For supervised problems, where data instances are annotated with class labels, we would like to know which are the most informative features. Rank widget provides a table of features and their informativity scores, and supports manual feature selection. In the workflow, we used it to find the best two features (of initial 79 from brown-selected dataset) and display its scatter plot.


Hierarchical Clustering

The workflow clusters the data items in iris dataset by first examining the distances between data instances. Distance matrix is passed to Hierarchical Clustering, which renders the dendrogram. Select different parts of the dendrogram to further analyze the corresponding data.


Principal Component Analysis

PCA transforms the data into a dataset with uncorrelated variables, also called principal components.

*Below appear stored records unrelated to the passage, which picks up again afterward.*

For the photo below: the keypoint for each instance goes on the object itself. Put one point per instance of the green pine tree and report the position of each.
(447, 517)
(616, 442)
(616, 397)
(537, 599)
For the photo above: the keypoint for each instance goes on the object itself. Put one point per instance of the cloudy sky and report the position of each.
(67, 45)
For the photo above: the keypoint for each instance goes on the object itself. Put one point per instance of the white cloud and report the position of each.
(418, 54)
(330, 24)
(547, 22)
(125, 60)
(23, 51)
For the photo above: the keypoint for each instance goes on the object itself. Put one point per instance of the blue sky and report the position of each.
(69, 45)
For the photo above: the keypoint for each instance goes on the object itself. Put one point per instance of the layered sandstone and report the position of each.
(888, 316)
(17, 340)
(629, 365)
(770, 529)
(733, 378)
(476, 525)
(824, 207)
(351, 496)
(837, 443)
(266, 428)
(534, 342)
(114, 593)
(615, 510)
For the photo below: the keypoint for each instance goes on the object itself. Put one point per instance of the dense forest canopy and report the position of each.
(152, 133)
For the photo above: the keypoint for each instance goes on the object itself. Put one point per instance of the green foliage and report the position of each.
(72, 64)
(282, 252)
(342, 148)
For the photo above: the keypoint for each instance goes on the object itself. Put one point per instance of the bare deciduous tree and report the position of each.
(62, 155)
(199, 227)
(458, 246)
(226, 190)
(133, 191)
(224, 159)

PCA widget displays a graph (scree diagram) showing a degree of explained variance by best principal components and allows to interactively set the number of components to be included in the output dataset. In this workflow, we can observe the transformation in the Data Table and in Scatter Plot.


Classification Tree

This workflow combines the interface and visualization of classification trees with scatter plot. When both the tree viewer and the scatter plot are open, selection of any node of the tree sends the related data instances to scatter plot. In the workflow, the selected data is treated as a subset of the entire dataset and is highlighted in the scatter plot. With simple combination of widgets we have constructed an interactive classification tree browser.


Visalization of Data Subsets

Some visualization widget, like Scatter Plot and several data projection widgets, can expose the data instances in the data subset. In this workflow, Scatter Plot visualizes the data from the input data file, but also marks the data points that have been selected in the Data Table (selected rows).


Interactive Visualizations

Most visualizations in Orange are interactive. Scatter Plot for example. Double click its icon to open it and click-and-drag to select a few data points from the plot. Selected data will automatically propagate to Data Table. Double click it to check which data was selected. Change selection and observe the change in the Data Table. This works best if both widgets are open.


File and Data Table

The basic data mining units in Orange are called widgets. In this workflow, the File widget reads the data. File widget communicates this data to Data Table widget that shows the data in a spreadsheet. The output of File is connected to the input of Data Table.